CC exhorte Sánchez à quitter La Mareta pour s’informer sur le « drame humanitaire » des côtes canariennes
LAS PALMAS DE GRAN CANARIA, 14 août () –
La porte-parole de la Coalition des îles Canaries (CC), María Fernández, a installé le président du gouvernement par intérim, Pedro Sánchez, pour qu’il quitte le palais de La Mareta, sur l’île de Lanzarote, afin qu’il puisse en apprendre davantage sur le « drame humanitaire » des côtes des îles avec le rebond qu’elle subit dans l’arrivée des migrants depuis juillet dernier.
Fernández a critiqué le fait que Sánchez « continue de tourner le dos au drame humanitaire » aux îles Canaries, tout en « se baignant au soleil au palais de La Mareta », soulignant que la « reprise » subie depuis juillet dernier « suggère un automne dangereux » sur la route des îles Canaries, au cours de laquelle au premier semestre « plus de 800 migrants sont morts », comme l’a rapporté CC dans un communiqué de presse.
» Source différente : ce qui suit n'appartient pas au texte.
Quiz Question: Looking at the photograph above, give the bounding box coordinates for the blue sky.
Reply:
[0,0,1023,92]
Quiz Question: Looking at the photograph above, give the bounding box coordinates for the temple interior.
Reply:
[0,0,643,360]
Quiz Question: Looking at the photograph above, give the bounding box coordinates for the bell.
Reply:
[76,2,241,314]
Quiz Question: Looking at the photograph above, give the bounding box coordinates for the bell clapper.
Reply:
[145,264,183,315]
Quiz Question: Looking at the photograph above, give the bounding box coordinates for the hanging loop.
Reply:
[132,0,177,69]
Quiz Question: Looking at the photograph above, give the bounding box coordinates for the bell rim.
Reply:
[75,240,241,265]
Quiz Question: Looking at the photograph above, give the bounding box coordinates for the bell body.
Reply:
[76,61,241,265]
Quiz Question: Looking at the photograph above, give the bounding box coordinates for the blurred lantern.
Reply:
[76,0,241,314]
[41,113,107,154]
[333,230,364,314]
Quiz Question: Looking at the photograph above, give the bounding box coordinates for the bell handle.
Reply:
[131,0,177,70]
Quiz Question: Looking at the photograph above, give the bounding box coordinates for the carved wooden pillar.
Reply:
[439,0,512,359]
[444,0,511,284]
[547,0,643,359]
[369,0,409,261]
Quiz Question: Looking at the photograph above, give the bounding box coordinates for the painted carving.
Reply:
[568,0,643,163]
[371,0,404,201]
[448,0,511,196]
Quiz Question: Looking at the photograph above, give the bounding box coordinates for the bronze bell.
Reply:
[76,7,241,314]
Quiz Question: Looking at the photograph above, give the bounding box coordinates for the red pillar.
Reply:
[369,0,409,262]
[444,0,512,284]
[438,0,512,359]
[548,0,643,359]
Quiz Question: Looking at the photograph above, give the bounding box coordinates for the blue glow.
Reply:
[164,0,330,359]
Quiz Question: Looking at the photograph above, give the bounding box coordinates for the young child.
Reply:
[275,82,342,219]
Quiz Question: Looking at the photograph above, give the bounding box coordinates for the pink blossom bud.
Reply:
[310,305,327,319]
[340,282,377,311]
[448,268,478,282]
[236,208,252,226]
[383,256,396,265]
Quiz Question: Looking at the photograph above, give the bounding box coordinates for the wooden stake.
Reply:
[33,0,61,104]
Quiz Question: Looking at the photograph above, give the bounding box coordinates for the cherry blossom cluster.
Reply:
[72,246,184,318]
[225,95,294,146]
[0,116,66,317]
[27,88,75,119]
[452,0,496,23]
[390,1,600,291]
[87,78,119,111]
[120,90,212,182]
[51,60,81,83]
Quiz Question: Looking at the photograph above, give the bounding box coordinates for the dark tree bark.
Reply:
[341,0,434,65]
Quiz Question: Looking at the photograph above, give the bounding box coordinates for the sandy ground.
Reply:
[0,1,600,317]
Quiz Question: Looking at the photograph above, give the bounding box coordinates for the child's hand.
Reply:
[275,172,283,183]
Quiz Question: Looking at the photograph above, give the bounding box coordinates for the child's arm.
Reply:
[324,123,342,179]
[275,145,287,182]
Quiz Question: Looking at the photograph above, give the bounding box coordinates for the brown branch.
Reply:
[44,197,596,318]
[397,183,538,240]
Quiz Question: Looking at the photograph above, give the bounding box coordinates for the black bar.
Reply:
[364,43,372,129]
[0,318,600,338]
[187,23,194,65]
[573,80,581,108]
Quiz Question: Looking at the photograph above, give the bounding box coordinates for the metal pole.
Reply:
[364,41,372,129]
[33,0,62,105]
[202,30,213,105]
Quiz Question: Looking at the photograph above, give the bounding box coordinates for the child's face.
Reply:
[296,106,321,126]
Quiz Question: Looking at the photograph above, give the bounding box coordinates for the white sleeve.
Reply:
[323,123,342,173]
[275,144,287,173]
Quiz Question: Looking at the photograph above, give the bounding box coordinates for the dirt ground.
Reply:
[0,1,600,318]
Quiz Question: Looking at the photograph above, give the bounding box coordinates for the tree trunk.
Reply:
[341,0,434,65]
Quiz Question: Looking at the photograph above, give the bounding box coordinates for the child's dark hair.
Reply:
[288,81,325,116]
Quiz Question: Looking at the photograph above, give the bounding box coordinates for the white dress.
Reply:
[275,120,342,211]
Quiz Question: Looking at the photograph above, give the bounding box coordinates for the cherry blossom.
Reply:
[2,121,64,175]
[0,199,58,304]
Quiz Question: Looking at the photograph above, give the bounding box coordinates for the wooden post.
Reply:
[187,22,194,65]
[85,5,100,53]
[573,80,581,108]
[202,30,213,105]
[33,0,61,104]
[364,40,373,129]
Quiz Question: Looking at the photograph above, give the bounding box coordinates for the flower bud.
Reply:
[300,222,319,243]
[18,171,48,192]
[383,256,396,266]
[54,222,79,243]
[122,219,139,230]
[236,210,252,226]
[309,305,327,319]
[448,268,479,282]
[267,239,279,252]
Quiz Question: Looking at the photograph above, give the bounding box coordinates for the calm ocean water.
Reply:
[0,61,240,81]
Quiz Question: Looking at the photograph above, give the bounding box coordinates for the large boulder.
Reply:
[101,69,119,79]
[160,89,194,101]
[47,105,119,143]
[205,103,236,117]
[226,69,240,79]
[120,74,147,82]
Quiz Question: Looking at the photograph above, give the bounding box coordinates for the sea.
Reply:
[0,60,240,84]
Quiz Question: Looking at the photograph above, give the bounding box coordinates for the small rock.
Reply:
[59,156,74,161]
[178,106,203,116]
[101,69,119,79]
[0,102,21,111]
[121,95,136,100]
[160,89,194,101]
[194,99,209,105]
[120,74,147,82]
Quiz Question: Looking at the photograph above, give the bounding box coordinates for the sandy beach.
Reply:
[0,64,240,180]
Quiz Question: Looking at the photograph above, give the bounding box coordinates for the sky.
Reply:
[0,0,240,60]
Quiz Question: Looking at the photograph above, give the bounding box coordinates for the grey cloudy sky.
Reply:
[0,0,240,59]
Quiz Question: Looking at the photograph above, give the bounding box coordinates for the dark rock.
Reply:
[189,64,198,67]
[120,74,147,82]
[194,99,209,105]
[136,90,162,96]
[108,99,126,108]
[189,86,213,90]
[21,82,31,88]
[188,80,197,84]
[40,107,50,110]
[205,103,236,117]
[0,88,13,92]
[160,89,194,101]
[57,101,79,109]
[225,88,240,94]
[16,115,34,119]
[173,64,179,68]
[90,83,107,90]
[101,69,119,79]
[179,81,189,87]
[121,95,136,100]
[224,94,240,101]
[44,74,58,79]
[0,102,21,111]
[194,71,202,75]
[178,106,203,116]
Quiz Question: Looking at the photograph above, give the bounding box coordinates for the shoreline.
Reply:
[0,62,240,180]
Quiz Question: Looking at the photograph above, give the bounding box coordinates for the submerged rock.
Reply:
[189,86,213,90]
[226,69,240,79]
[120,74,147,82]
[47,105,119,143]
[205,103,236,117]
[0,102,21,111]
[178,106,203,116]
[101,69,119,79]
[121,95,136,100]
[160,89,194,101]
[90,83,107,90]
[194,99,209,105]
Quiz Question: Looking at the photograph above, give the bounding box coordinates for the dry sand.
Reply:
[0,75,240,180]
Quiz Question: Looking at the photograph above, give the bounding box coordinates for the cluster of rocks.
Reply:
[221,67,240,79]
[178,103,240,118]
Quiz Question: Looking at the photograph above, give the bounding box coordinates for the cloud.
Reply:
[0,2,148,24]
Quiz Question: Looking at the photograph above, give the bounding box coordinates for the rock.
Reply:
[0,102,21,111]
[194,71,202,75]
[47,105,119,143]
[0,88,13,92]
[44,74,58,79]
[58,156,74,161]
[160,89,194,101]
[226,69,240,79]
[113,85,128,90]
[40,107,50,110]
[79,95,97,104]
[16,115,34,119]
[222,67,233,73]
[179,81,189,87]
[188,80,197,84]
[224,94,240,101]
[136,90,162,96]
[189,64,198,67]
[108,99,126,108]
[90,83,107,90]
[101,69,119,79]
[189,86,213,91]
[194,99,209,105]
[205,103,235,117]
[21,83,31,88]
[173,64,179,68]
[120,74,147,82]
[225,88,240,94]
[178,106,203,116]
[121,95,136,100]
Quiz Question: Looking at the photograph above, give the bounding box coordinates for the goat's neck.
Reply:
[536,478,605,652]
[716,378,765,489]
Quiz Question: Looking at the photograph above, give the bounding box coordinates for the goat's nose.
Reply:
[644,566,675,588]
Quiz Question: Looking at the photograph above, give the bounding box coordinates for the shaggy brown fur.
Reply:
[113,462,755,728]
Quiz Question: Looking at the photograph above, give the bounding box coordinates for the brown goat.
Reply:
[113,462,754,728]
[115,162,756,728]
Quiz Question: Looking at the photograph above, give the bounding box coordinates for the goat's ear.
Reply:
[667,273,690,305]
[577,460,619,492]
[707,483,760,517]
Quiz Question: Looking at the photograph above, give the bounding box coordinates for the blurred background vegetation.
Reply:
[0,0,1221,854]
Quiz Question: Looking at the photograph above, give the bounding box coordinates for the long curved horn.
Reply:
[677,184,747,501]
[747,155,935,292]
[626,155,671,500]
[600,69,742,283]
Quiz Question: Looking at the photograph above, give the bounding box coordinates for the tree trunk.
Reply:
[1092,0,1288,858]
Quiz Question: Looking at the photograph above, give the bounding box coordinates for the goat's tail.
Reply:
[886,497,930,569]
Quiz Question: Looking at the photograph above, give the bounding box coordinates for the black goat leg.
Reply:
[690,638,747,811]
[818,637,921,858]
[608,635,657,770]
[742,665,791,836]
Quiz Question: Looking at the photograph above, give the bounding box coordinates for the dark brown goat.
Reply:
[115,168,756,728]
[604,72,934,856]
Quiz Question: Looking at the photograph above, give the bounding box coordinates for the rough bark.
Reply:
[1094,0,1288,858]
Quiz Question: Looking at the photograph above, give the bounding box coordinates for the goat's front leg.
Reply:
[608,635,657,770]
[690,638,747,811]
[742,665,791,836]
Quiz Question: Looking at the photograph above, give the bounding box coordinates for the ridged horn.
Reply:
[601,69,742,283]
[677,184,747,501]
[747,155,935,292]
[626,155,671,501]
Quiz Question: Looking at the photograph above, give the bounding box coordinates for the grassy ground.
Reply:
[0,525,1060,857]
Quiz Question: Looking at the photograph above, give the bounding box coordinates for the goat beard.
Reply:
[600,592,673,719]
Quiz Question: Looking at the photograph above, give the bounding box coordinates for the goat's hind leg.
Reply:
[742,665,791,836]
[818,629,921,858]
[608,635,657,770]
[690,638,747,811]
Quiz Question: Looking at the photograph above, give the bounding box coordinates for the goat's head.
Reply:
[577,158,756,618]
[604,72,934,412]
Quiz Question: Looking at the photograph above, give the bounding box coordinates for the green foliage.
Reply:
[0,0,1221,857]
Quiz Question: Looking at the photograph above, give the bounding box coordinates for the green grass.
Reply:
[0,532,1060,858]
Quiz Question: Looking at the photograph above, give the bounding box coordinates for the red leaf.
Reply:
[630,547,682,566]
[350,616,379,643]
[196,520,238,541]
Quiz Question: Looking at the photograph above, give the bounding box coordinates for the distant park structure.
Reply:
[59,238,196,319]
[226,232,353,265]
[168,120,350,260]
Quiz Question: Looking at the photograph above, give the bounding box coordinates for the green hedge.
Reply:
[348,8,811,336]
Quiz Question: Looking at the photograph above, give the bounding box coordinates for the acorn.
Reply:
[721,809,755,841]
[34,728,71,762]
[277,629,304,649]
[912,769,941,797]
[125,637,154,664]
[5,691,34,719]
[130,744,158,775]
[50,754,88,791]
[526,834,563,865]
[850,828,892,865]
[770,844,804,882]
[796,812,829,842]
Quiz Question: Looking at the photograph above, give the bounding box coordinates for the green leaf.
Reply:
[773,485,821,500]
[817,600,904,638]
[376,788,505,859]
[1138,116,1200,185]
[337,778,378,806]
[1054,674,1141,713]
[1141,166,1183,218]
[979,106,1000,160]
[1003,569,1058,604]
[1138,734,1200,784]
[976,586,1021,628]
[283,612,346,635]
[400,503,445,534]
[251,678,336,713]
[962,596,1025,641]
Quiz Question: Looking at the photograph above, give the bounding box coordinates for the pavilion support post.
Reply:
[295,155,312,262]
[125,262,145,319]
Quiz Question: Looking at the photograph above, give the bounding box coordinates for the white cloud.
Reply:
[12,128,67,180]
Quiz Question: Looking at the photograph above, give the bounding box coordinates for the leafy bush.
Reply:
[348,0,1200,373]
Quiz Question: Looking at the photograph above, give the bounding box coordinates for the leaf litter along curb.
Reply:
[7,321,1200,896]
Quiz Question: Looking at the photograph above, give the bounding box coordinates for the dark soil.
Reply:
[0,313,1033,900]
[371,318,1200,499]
« Alors que cette réalité est vécue sur les côtes canariennes, avec plus de 1 000 migrants secourus la semaine dernière, Pedro Sánchez continue une fois de plus ses vacances sans même faire le geste de se rapprocher de la réalité vécue par les migrants qui survivent et ceux qui risquent leur vie pour les secourir », a-t-il déclaré.
Pour cette raison, Fernández a regretté que Sánchez « continue d’ignorer le drame humanitaire » et ait été « incapable de suspendre son repos d’août pendant quelques heures » pour s’enquérir de la situation des migrants et du travail de Sauvetage maritime, ainsi que des toilettes professionnelles. et des volontaires à la jetée d’Arrecife, qui n’est « qu’à quelques kilomètres de là où elle repose ».
Pour le porte-parole du CC, cela reflète, « une fois de plus », que la migration et ce qui se passe sur la route des îles Canaries « n’est pas une priorité » pour Pedro Sánchez et pour son agenda, car « démontre ce qui se réfère à la route de la Méditerranée comme la nôtre , tout en ignorant intentionnellement ce qui se passe avec les îles Canaries ».
Fernández a expliqué que l’afflux migratoire de juillet « se poursuit en août en raison des cayucos qui reviennent pour arriver du Sénégal, qui transportent plus d’immigrants, arrivent davantage dans les îles occidentales et le nombre de décès augmente en raison du plus grand danger » de cette itinéraire.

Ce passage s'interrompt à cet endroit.